Matanuska Glacier, Alaska

Today’s time has been occupied primarily with analyzing samples that were collected during yesterday’s dye experiment. After the samples were drawn from the ISCO bottles they were filtered to remove whatever parcticles remained suspended in the water. They were then transferred to special holders called cuvettes and placed into the fluorometer. The concentration of dye was then recorded. So far there has been no measurable trace of dye in the samples that have been tested. There are still a lot more to be measured so it’s wait and see time.

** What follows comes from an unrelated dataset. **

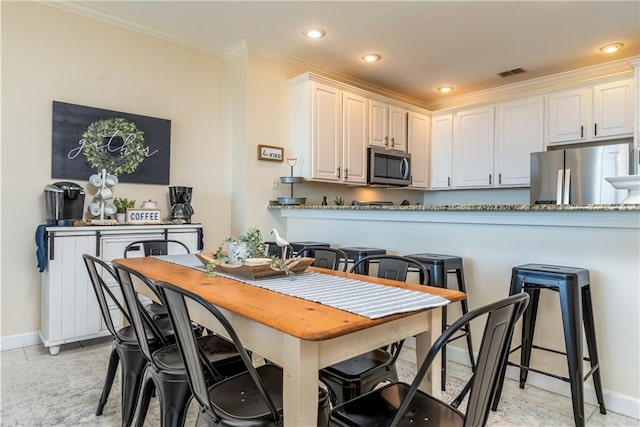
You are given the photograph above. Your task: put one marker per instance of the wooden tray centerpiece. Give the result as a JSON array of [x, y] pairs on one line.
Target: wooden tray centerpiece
[[257, 268]]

The water emerging from the vents carries with it many types of solid parcticles. It appears to be similar in appearance to the muddy floodwaters in Indiana except that it has a very gray color. The size of these parcticles varies but it is very obvious that there is lots of suspended sediment called “glacial flour” that emerges. Suspended sediment consists of parcticles of any material that are small enough that they will stay mixed with the water for some time, but eventually settle to the bottom when allowed to sit still for a period of time. The Matanuska River which is formed from these waters keeps the same gray color of the water emerging from the vents all the way to Cook Inlet where its flow finally stops. At this point the waters are stilled and the sediment settles to the bottom, slowly but surely filling in this inlet.

The water rushing into the moulins is extremely pure and yet somewhere along the way it has to pick up this sediment. The moulins are simply holes at the surface of the glacier which funnel the water into a complex system of conduits. The drainage system eventually makes its way down to the interface between the basal ice at the bottom of the glacier and the earth where it joins the subglacial drainage system. The subglacial drainage system is loaded with sediment. Where does this sediment come from? As a glacier moves along it dislodges rocks and boulders along the way and carries them with it. As these rocks move they scrape and scratch the bedrock beneath them as well as each other. If you were to rub two rocks together they would produce a fine powder. Under the glacier these rocks are worked so much that they lose their jagged edges and become rounded instead much like rocks that get rounded by rolling surf at the ocean or a large lake. The powder that gets produced by this scraping gets washed away by the subglacial waters that flows beneath the glacier.

We need to remove these suspended parcticles because they cause scattering and to some extent blocking of the UV light that the fluorometer produces. In my July 13 journal I mention that this UV light will cause certain materials such as our dye to give off light or fluoresce. When the UV light is scattered the scattered light interferes with the sensor and prevents it from giving an accurate readout. To some extent the parcticles also absorb or block the UV from hitting all the dye molecules. The more molecules that are exposed, the more fluorescence will be produced. A somewhat impure sample would produce less fluorescence than the same sample after filtering due to this interference. Obviously we want to have all samples free from these problems that would give inaccurate results. Hopefully tomorrow we will be able to finish the analysis and get some good results.

Marvin Giesting


This is just part of a huge boulder I saw yesterday on my hike back from reprograming the Little River ISCO. It was maybe eight feet wide and twelve long and six feet thick. You can see scratches all over its surface from being scraped by other rocks as it was moved along by the glacier. All these scratches produced lots of small parcticles and sediment that easily wash out in the subglacial drainage system to give the stream here a gray color. Other colors of rock will of course produce a different color of sediment but this is the predominant color of the rocks in the Chugach Mountains.


This is water at North Vent and shows the color of the glacial flour in the streams flowing out of the Matanuska Glacier. I have seen streams with other colors coming down from the Talkeetna Mountains to the north on our way back and forth to the grocery store. The color depends on the predominant rock type in the source mountains that the glacier scours. It's interesting to see where streams with different colors meet. The resulting stream is half and half for awhile until the mixing is complete.